I would like multiple mappers and reducers to be run in parallel. According to the formula to get number of concurrent tasks
min (yarn.nodemanager.resource.memory-mb / mapreduce.[map|reduce].memory.mb,
yarn.nodemanager.resource.cpu-vcores / mapreduce.[map|reduce].cpu.vcores)
I'm expected to get 4 tasks running in parallel, but in reality, I just have one task that's running.

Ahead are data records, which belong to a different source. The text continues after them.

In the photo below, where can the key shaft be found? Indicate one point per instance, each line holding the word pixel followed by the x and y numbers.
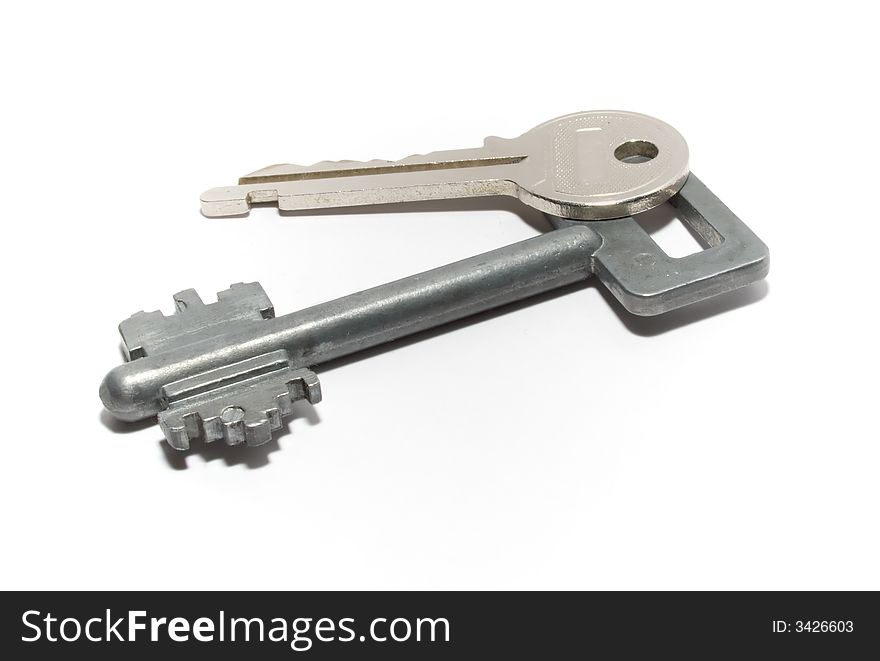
pixel 341 327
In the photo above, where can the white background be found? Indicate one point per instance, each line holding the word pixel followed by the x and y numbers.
pixel 563 444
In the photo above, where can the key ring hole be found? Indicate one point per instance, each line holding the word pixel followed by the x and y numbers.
pixel 636 151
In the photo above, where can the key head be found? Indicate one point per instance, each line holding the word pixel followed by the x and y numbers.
pixel 601 164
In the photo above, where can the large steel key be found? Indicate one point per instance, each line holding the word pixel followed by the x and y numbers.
pixel 230 370
pixel 586 166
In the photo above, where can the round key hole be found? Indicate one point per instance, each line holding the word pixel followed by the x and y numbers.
pixel 636 151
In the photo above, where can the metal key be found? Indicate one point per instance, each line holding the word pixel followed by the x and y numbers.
pixel 230 370
pixel 578 166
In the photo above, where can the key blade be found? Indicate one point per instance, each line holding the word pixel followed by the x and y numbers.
pixel 583 166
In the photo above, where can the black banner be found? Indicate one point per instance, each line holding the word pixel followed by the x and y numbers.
pixel 438 625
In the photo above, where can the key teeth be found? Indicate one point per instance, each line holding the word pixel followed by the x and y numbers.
pixel 239 306
pixel 239 418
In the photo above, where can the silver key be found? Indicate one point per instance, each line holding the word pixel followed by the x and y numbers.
pixel 230 370
pixel 585 166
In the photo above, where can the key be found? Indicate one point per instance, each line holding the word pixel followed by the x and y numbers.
pixel 231 370
pixel 587 166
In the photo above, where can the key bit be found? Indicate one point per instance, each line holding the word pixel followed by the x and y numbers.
pixel 230 370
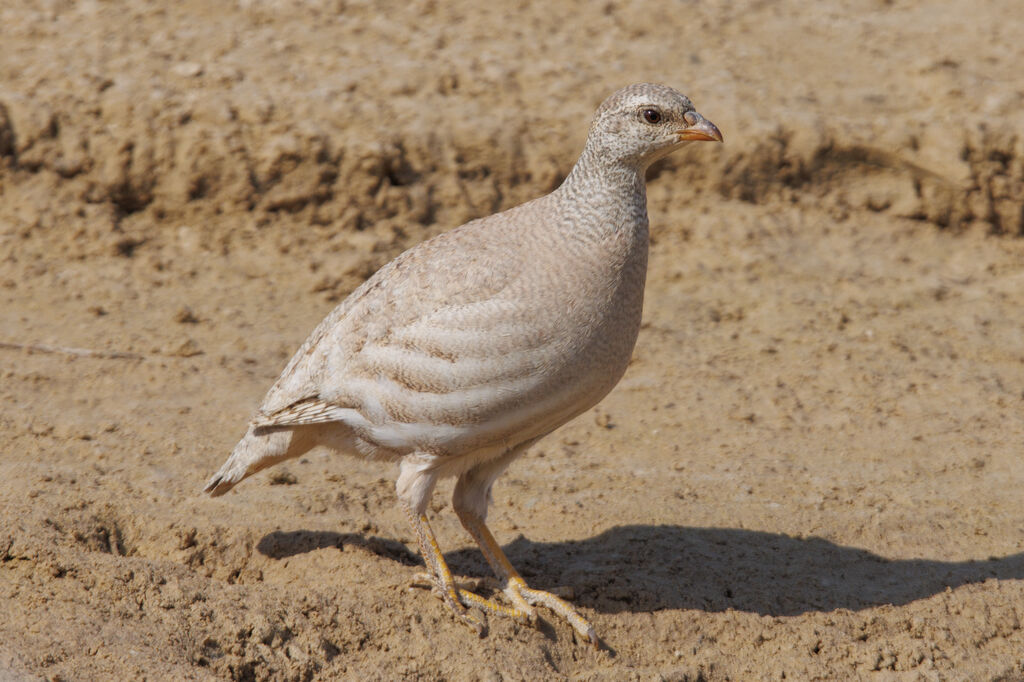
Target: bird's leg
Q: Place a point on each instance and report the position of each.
(455, 596)
(515, 588)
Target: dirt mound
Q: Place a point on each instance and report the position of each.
(811, 469)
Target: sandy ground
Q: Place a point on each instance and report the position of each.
(812, 469)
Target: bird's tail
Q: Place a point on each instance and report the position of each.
(258, 450)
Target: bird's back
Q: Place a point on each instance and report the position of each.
(486, 336)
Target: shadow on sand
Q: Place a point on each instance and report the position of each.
(644, 568)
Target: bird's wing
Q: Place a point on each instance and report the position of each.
(417, 326)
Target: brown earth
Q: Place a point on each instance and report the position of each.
(813, 468)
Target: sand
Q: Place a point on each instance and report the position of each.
(812, 469)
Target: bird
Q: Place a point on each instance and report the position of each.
(466, 349)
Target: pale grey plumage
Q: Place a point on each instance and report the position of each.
(467, 348)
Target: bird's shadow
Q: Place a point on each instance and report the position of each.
(643, 568)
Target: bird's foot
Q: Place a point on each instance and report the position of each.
(470, 607)
(525, 598)
(458, 599)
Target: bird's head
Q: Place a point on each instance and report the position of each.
(641, 123)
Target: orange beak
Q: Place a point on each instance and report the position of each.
(701, 129)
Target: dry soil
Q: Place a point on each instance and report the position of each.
(812, 469)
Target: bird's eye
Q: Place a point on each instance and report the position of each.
(652, 116)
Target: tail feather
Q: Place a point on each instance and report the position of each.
(255, 453)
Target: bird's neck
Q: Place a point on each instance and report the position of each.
(614, 194)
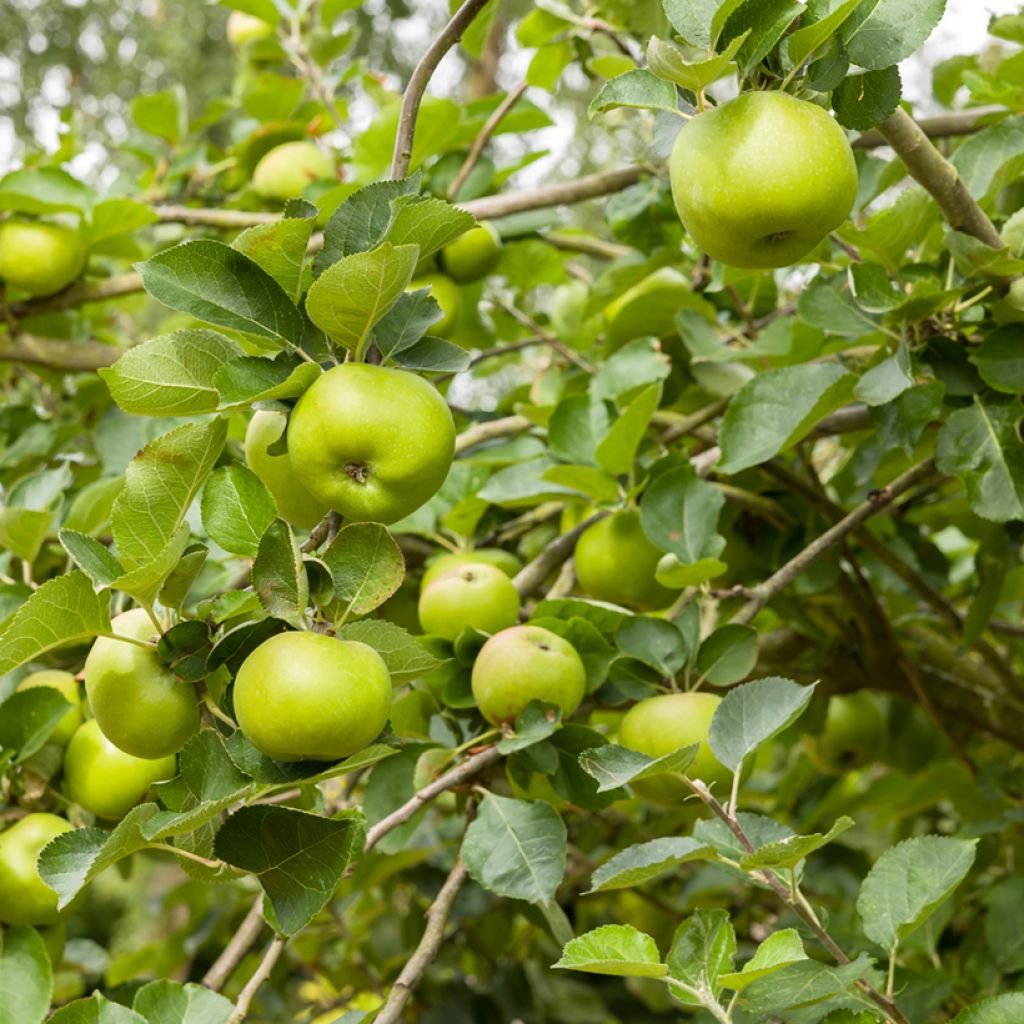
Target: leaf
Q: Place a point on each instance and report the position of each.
(621, 950)
(350, 296)
(218, 285)
(237, 509)
(65, 609)
(516, 848)
(644, 861)
(366, 564)
(173, 375)
(981, 445)
(160, 484)
(753, 713)
(26, 977)
(908, 883)
(776, 409)
(298, 858)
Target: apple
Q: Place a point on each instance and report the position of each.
(103, 779)
(294, 502)
(286, 170)
(659, 725)
(25, 898)
(371, 442)
(68, 686)
(762, 179)
(306, 696)
(141, 706)
(39, 258)
(616, 562)
(474, 594)
(445, 293)
(523, 664)
(473, 255)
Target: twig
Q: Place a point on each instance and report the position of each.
(489, 127)
(448, 38)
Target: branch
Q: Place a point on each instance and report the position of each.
(426, 951)
(931, 169)
(450, 35)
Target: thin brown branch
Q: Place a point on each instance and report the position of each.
(421, 76)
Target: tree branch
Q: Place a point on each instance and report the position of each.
(450, 35)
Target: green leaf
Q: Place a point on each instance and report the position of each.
(775, 410)
(350, 296)
(26, 977)
(754, 713)
(173, 375)
(237, 509)
(298, 858)
(516, 848)
(908, 883)
(640, 863)
(65, 609)
(218, 285)
(621, 950)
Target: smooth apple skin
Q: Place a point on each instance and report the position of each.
(523, 664)
(306, 696)
(473, 595)
(663, 724)
(103, 779)
(761, 180)
(141, 707)
(25, 898)
(286, 170)
(372, 442)
(68, 686)
(615, 561)
(39, 258)
(294, 502)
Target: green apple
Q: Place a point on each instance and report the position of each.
(615, 561)
(523, 664)
(104, 780)
(853, 734)
(445, 563)
(445, 293)
(371, 442)
(306, 696)
(472, 255)
(39, 258)
(294, 502)
(761, 180)
(474, 594)
(141, 706)
(663, 724)
(25, 898)
(286, 170)
(68, 686)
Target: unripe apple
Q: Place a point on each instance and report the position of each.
(663, 724)
(286, 170)
(25, 898)
(294, 503)
(476, 595)
(68, 686)
(523, 664)
(445, 294)
(472, 255)
(103, 779)
(761, 180)
(306, 696)
(371, 442)
(39, 258)
(616, 562)
(141, 706)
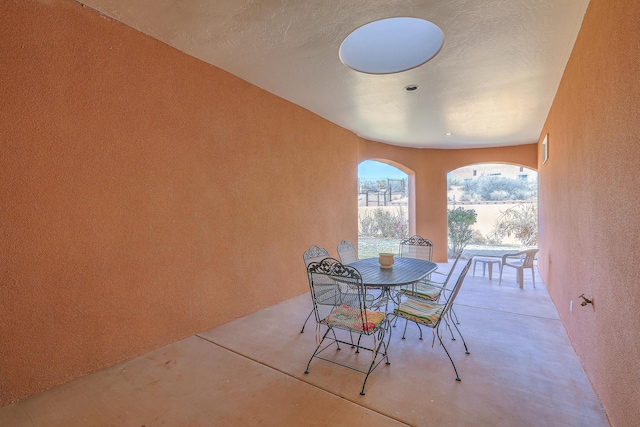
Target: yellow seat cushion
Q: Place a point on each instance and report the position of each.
(428, 292)
(420, 311)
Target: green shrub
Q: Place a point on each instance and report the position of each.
(520, 221)
(460, 221)
(384, 223)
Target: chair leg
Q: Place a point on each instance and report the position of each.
(381, 345)
(455, 316)
(449, 356)
(466, 349)
(305, 322)
(317, 350)
(521, 277)
(533, 277)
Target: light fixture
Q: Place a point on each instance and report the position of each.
(391, 45)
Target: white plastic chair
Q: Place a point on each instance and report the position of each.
(520, 261)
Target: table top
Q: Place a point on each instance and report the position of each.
(405, 271)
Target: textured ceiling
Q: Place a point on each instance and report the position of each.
(492, 84)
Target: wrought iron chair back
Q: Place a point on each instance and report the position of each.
(314, 253)
(416, 247)
(341, 280)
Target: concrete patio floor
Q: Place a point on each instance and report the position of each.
(522, 371)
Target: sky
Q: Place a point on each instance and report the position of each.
(370, 169)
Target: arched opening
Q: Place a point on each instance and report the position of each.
(385, 205)
(504, 198)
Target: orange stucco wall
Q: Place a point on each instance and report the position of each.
(145, 195)
(589, 202)
(428, 170)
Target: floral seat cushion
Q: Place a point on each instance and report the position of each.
(348, 317)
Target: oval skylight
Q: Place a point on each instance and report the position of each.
(391, 45)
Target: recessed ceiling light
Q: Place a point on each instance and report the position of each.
(391, 45)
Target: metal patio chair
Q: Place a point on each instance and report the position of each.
(433, 291)
(313, 254)
(431, 314)
(354, 317)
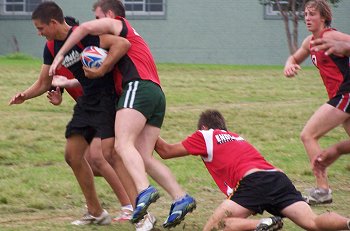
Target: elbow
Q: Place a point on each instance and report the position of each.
(85, 28)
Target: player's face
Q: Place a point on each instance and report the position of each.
(314, 21)
(99, 13)
(44, 29)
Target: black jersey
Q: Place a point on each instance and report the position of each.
(73, 63)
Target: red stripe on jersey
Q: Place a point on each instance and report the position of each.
(344, 102)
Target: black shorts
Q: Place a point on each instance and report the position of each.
(270, 191)
(93, 116)
(342, 102)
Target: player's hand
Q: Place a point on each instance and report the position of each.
(93, 73)
(55, 96)
(17, 99)
(291, 70)
(330, 46)
(57, 62)
(327, 157)
(60, 81)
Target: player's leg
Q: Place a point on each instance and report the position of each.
(124, 176)
(183, 203)
(322, 121)
(230, 216)
(156, 169)
(346, 126)
(135, 106)
(128, 125)
(99, 164)
(74, 155)
(302, 215)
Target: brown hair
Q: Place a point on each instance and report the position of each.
(47, 11)
(211, 119)
(114, 5)
(323, 7)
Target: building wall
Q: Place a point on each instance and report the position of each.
(195, 31)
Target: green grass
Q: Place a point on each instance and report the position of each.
(38, 190)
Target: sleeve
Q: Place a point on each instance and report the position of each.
(47, 56)
(91, 40)
(195, 144)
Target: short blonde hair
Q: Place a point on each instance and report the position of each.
(323, 7)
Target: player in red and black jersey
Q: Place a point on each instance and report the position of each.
(140, 113)
(252, 185)
(93, 114)
(335, 73)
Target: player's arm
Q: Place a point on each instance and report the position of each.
(117, 47)
(167, 151)
(55, 96)
(40, 86)
(293, 62)
(94, 27)
(336, 43)
(63, 82)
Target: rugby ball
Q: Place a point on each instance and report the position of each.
(93, 56)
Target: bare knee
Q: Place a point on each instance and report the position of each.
(72, 159)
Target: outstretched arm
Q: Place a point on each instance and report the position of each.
(292, 64)
(336, 43)
(55, 96)
(94, 27)
(63, 82)
(167, 151)
(41, 85)
(117, 47)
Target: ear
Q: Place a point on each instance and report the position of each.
(54, 22)
(110, 14)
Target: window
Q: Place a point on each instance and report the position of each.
(145, 9)
(18, 8)
(271, 10)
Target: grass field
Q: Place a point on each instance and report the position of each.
(39, 192)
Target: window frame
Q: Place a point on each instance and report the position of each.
(269, 13)
(144, 14)
(4, 14)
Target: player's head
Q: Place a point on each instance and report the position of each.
(47, 17)
(108, 8)
(71, 21)
(211, 119)
(323, 8)
(48, 11)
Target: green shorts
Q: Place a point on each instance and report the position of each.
(146, 97)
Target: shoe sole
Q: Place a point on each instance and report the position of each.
(312, 202)
(276, 226)
(143, 211)
(178, 220)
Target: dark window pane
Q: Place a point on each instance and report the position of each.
(154, 5)
(133, 7)
(32, 4)
(11, 1)
(14, 8)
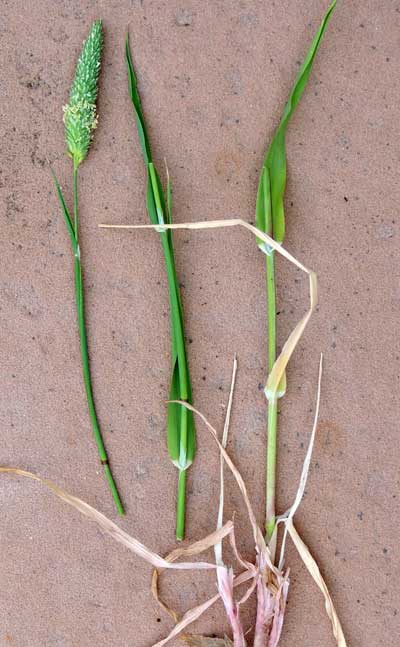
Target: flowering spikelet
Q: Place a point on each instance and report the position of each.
(80, 116)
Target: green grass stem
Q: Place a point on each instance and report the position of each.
(80, 121)
(180, 422)
(270, 218)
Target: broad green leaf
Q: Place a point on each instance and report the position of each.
(270, 193)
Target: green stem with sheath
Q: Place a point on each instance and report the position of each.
(270, 219)
(180, 422)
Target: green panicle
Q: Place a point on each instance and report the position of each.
(80, 117)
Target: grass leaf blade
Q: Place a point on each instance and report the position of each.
(275, 160)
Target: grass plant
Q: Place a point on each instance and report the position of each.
(180, 422)
(80, 119)
(270, 218)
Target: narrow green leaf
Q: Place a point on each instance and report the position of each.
(65, 212)
(159, 208)
(137, 105)
(275, 159)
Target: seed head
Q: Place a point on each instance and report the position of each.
(80, 117)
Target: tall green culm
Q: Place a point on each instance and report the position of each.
(80, 119)
(270, 219)
(180, 423)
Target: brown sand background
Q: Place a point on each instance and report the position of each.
(214, 77)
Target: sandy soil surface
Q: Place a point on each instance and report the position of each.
(214, 77)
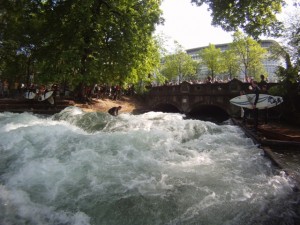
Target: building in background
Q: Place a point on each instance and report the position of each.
(270, 65)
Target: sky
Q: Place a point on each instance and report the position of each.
(189, 25)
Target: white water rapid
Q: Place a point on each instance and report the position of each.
(77, 168)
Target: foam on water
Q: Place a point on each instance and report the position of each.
(154, 168)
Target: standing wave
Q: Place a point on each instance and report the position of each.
(154, 168)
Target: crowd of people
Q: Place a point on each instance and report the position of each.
(256, 88)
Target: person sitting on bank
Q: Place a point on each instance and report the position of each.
(114, 111)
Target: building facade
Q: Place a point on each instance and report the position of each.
(269, 64)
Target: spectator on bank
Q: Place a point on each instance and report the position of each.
(114, 111)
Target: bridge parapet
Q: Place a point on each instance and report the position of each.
(187, 96)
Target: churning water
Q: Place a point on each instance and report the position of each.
(156, 168)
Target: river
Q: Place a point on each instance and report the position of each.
(155, 168)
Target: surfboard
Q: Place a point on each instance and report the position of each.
(264, 101)
(45, 96)
(29, 95)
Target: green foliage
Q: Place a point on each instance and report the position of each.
(79, 41)
(178, 65)
(211, 58)
(255, 17)
(249, 54)
(230, 63)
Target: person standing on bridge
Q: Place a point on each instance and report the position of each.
(255, 89)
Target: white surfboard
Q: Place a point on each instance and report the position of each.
(45, 96)
(264, 101)
(51, 100)
(29, 95)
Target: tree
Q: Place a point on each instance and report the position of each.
(230, 63)
(211, 58)
(291, 35)
(255, 17)
(79, 41)
(249, 54)
(178, 65)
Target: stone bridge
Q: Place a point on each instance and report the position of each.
(198, 99)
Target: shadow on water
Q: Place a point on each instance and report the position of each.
(205, 113)
(209, 113)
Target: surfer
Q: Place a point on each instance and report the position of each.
(114, 111)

Also, I've looked up few other questions that might help with my situation and How to run MapReduce tasks in Parallel with hadoop 2.x? also says the same,
My file is 628mb and is of the type ORC. DFS block size for that is 256mb and as a result, i get 3 splits by default if I don't add mapreduce.input.fileinputformat.split.minsize as a parameter.
yarn-site.xml
<configuration>
<!-- Site specific YARN configuration properties -->
<property>
<name>yarn.nodemanager.aux-services</name>
<value>mapreduce_shuffle</value>
</property>
<property>
<name>yarn.nodemanager.aux-services.mapreduce.shuffle.class</name>
<value>org.apache.hadoop.mapred.ShuffleHandler</value>
</property>
<!-- YARN settings for lower and upper resource limits -->
<property>
<name>yarn.scheduler.minimum-allocation-mb</name>
<value>2048</value>
</property>
<property>
<name>yarn.scheduler.maximum-allocation-mb</name>
<value>2048</value>
</property>
<property>
<name>yarn.scheduler.minimum-allocation-vcores</name>
<value>4</value>
</property>
<property>
<name>yarn.scheduler.maximum-allocation-vcores</name>
<value>4</value>
</property>
<property>
<name>yarn.nodemanager.resource.memory-mb</name>
<value>8192</value>
</property>
<property>
<main>yarn.nodemanager.resource.cpu-vcores</main>
<value>4</value>
</property>
</configuration>
mapred-site.xml
<configuration>
<property>
<name>mapreduce.framework.name</name>
<value>yarn</value>
</property>
<property>
<name>mapreduce.client.submit.file.replication</name>
<value>1</value>
</property>
<property>
<name>mapreduce.map.memory.mb</name>
<value>2048</value>
</property>
<property>
<name>mapreduce.reduce.memory.mb</name>
<value>2048</value>
</property>
<property>
<name>mapreduce.map.java.opts</name>
<value>-Xmx1638m</value>
</property>
<property>
<name>mapreduce.reduce.java.opts</name>
<value>-Xmx1638m</value>
</property>
<property>
<name>mapred.tasktracker.map.tasks.maximum</name>
<value>8</value>
</property>
<property>
<name>mapred.map.tasks</name>
<value>4</value>
</property>
<property>
<name>mapreduce.map.cpu.vcores</name>
<value>4</value>
</property>
<property>
<name>mapreduce.reduce.cpu.vcores</name>
<value>4</value>
</property>
</configuration>
I did check for free memory and it had 9gb available under free.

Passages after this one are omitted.